- Flag Coat of arms
- Coordinates (Bartniczka): 53°15′N 19°36′E﻿ / ﻿53.250°N 19.600°E
- Country: Poland
- Voivodeship: Kuyavian-Pomeranian
- County: Brodnica
- Seat: Bartniczka

Area
- • Total: 83.35 km^{2} (32.18 sq mi)

Population (2011)
- • Total: 4,714
- • Density: 57/km^{2} (150/sq mi)
- Website: http://ugbartniczka.pl/

= Gmina Bartniczka =

Gmina Bartniczka is a rural gmina (administrative district) in Brodnica County, Kuyavian-Pomeranian Voivodeship, in north-central Poland. Its seat is the village of Bartniczka, which lies approximately 14 km east of Brodnica and 70 km east of Toruń.

The gmina covers an area of 83.35 km2, and as of 2006 its total population is 4,570 (4,714 in 2011).

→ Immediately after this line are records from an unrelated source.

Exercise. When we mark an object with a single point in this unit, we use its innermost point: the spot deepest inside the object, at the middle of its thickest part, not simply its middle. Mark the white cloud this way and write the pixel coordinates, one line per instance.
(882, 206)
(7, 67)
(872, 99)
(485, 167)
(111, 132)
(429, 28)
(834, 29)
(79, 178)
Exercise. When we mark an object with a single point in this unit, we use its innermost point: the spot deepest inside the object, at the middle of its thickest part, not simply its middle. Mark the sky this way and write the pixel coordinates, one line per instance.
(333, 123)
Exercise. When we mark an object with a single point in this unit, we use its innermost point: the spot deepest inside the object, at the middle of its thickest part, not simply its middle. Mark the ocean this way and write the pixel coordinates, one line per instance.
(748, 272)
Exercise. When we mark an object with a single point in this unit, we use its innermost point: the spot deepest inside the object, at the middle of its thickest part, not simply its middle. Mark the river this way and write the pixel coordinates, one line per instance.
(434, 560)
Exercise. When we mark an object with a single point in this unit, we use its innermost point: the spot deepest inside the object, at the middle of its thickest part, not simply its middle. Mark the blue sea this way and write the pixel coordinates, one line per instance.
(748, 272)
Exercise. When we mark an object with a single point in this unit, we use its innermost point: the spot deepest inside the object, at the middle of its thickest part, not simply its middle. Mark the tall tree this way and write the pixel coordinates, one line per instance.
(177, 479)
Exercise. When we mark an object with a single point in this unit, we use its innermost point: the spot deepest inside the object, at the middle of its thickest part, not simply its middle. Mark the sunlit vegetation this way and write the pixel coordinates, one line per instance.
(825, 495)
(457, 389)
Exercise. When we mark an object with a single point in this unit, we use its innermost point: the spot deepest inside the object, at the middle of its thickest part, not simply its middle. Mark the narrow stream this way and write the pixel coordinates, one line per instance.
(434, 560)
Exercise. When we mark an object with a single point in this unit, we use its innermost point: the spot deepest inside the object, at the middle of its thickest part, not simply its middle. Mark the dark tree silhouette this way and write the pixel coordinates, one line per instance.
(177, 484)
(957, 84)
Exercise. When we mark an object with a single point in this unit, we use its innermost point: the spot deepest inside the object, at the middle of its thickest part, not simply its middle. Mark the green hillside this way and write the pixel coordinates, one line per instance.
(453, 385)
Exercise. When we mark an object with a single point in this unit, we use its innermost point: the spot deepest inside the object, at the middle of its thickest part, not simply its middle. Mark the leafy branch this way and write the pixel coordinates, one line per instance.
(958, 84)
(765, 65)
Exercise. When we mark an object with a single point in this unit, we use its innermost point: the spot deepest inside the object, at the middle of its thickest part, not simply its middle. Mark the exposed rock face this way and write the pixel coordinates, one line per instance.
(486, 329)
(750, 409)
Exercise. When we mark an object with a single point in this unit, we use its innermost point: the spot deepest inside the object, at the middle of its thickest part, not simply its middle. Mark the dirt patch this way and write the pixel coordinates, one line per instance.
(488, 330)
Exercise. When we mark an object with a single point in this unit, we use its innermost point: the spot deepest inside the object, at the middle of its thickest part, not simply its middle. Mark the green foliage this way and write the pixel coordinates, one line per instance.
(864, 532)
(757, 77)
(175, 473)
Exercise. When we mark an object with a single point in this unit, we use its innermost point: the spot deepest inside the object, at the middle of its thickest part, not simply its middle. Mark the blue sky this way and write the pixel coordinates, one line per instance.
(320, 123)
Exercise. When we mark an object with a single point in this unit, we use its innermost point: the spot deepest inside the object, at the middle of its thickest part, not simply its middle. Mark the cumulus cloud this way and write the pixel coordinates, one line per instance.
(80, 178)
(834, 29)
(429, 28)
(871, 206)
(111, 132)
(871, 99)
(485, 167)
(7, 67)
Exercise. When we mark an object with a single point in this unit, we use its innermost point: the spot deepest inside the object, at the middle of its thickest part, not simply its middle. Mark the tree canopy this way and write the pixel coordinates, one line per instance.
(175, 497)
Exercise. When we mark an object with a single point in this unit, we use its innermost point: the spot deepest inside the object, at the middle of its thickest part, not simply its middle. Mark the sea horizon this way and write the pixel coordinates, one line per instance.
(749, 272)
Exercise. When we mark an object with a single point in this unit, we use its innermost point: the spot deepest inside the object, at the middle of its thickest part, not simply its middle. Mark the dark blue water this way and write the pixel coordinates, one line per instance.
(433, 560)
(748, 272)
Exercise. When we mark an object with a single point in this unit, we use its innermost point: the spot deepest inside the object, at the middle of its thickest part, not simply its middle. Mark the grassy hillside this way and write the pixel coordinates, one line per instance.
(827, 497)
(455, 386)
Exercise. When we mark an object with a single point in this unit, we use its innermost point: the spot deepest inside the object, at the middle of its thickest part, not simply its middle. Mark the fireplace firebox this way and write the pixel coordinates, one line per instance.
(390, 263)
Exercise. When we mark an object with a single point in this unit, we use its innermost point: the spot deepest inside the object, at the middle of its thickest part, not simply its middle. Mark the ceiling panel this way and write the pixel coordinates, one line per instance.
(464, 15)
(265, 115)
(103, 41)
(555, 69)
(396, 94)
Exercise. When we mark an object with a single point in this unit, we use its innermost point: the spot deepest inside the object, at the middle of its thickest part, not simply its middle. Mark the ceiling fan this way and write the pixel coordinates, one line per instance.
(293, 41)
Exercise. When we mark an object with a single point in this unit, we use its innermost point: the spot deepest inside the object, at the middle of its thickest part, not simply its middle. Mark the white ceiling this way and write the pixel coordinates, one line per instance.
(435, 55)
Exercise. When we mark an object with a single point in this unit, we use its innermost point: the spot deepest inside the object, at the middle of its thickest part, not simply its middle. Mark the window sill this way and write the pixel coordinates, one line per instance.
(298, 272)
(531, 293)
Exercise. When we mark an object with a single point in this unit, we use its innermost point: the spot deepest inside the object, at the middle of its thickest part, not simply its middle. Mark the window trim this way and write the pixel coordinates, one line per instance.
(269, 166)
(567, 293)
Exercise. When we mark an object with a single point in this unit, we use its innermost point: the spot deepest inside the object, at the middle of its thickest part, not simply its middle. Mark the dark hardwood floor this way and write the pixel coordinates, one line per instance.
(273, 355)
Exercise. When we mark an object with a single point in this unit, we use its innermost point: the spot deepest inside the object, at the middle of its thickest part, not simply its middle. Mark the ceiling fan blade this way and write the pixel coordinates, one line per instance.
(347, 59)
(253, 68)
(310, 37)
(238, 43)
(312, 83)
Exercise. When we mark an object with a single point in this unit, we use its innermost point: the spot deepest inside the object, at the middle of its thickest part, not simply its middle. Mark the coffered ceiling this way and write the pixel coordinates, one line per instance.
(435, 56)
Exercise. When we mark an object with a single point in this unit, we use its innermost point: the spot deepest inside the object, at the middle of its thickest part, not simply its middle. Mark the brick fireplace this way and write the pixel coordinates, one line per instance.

The gmina contains part of the protected area called Górzno-Lidzbark Landscape Park.

==Villages==
Gmina Bartniczka contains the villages and settlements of Bartniczka, Belfort, Długi Most, Gołkówko, Grążawy, Gutowo, Igliczyzna, Iły, Jastrzębie, Komorowo, Koziary, Łaszewo, Nowa Igliczyzna, Nowe Świerczyny, Radoszki, Samin, Skrobacja, Sokołowo, Stare Świerczyny, Świerczynki, Wilamowo and Zdroje.

==Neighbouring gminas==
Gmina Bartniczka is bordered by the gminas of Brodnica, Brzozie, Górzno, Lidzbark and Świedziebnia.